The way algorithms are trained, she says, needs to be “adaptable to other cultures and ways of doing.”

Dignum, who is working on creating models that ensure that AI systems behave according to a set of ethical parameters, says that most AI work until now has been done by white young males, thus only a small portion of the population is involved in producing AI algorithms and responsible for organizing and using the data that is available.

Roya Mahboob Image: Ada-AI

Including a diverse set of people from developed and developing countries in AI development is critical—from making sure the technology is accessible to building new research models, according to Andrew Schroeder, founder of WeRobotics, an organization focusing on creating sustainable tech projects in developing countries.

Mahboob says she wants to bring her country to the forefront of the global discourse on AI.
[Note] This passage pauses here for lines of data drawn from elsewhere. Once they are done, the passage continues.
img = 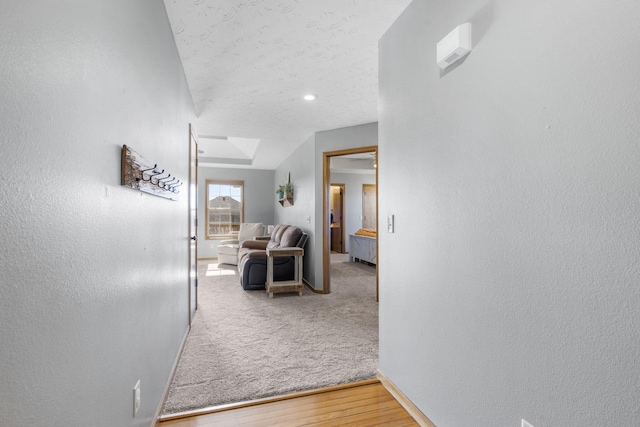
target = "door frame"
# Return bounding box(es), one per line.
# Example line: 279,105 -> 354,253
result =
187,123 -> 198,325
322,145 -> 380,301
329,183 -> 347,254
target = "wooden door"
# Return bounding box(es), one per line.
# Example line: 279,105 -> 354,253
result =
188,125 -> 198,324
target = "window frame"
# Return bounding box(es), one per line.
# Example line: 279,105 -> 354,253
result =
205,179 -> 245,240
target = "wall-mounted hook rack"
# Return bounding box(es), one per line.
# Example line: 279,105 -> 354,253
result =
121,145 -> 182,200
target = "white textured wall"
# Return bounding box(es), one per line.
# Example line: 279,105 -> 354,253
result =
198,167 -> 276,259
331,173 -> 376,252
0,0 -> 195,427
379,0 -> 640,427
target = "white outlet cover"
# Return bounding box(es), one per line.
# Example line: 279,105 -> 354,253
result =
133,380 -> 140,417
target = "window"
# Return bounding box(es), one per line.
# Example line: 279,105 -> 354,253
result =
207,180 -> 244,239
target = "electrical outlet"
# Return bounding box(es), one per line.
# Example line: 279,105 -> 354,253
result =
133,380 -> 140,417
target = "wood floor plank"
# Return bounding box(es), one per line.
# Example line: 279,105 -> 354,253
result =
157,383 -> 418,427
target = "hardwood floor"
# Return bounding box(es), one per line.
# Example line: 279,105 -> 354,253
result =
157,383 -> 419,427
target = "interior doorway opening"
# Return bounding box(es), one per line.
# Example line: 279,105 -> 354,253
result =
329,184 -> 346,254
322,145 -> 379,301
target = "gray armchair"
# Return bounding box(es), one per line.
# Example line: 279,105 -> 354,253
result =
238,224 -> 308,296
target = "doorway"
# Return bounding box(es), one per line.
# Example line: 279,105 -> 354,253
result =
322,145 -> 380,301
329,184 -> 346,254
188,124 -> 198,325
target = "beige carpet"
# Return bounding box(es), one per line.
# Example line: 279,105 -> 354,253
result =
163,255 -> 378,415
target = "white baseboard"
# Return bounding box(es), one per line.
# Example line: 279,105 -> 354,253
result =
151,325 -> 191,427
378,370 -> 436,427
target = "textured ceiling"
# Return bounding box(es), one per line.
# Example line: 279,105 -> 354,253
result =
165,0 -> 410,169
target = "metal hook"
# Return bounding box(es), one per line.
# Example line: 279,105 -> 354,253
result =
162,177 -> 178,190
149,169 -> 164,185
140,163 -> 158,181
156,174 -> 171,188
169,181 -> 182,194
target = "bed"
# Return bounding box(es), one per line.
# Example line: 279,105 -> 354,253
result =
349,228 -> 377,264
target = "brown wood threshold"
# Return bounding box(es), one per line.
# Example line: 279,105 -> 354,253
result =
158,378 -> 380,423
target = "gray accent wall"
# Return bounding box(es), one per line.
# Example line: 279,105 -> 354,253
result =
274,123 -> 378,290
198,167 -> 276,259
0,0 -> 196,427
379,0 -> 640,427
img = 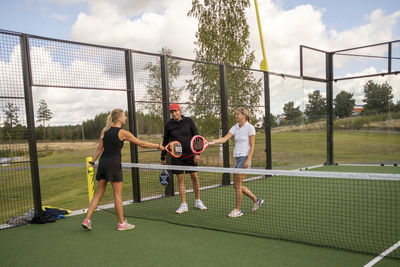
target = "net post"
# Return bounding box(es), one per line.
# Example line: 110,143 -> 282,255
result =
219,64 -> 230,185
300,45 -> 303,77
263,71 -> 272,170
325,53 -> 334,165
388,42 -> 392,73
160,55 -> 175,196
125,50 -> 141,202
21,34 -> 43,216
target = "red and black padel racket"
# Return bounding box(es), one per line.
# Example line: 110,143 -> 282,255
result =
190,135 -> 214,154
165,141 -> 182,158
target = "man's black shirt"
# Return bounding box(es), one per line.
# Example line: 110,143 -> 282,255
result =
161,115 -> 198,160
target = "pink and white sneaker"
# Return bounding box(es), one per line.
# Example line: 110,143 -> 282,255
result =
118,220 -> 135,231
82,219 -> 92,230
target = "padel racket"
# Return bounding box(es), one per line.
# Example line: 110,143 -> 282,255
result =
160,170 -> 169,187
165,141 -> 182,158
190,135 -> 214,154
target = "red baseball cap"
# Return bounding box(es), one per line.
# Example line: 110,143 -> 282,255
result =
169,103 -> 181,111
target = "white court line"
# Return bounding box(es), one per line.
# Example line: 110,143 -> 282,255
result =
364,241 -> 400,267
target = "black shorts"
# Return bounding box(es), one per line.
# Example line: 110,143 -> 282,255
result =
96,159 -> 123,182
171,155 -> 197,174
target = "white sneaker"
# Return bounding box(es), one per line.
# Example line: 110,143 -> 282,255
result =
176,203 -> 189,214
251,198 -> 264,211
194,199 -> 207,210
228,209 -> 243,218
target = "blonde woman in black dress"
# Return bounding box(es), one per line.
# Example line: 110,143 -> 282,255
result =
82,109 -> 164,231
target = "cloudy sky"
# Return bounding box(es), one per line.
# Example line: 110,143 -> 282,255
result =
0,0 -> 400,124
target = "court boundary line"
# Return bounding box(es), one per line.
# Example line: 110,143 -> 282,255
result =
364,240 -> 400,267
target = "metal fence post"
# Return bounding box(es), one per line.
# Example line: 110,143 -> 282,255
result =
125,50 -> 141,202
160,55 -> 175,196
264,71 -> 272,170
219,64 -> 230,185
326,53 -> 334,165
21,34 -> 43,216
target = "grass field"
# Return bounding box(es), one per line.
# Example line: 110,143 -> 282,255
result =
0,166 -> 400,267
0,130 -> 400,227
0,211 -> 400,267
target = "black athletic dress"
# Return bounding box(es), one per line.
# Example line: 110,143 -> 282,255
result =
96,127 -> 124,182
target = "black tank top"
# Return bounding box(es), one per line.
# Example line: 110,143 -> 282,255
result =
101,127 -> 124,160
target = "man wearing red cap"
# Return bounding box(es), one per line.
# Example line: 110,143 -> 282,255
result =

“We are building the next MIT of Afghanistan,” she said. She, with the support of Ada-AI, is planning to build a school of technology, engineering, and science in Afghanistan.

The school, which will be called Saroya STEM Institute, will provide Afghan students with tech and research skills. Mahboob says the government is proud of the girls robotics team, and that the culture in a country that she left just four years ago after facing death threats for her work with women is beginning to change.

The girls’ team recently won a competition at the Estonian Robotics Festival for building a prototype of an agriculture robot using solar energy to support small-scale farmers, she said.

“They proved that it’s just about giving [them] the right tools and education,” she said. “AI will be the future, and I want Afghanistan to be part of it.”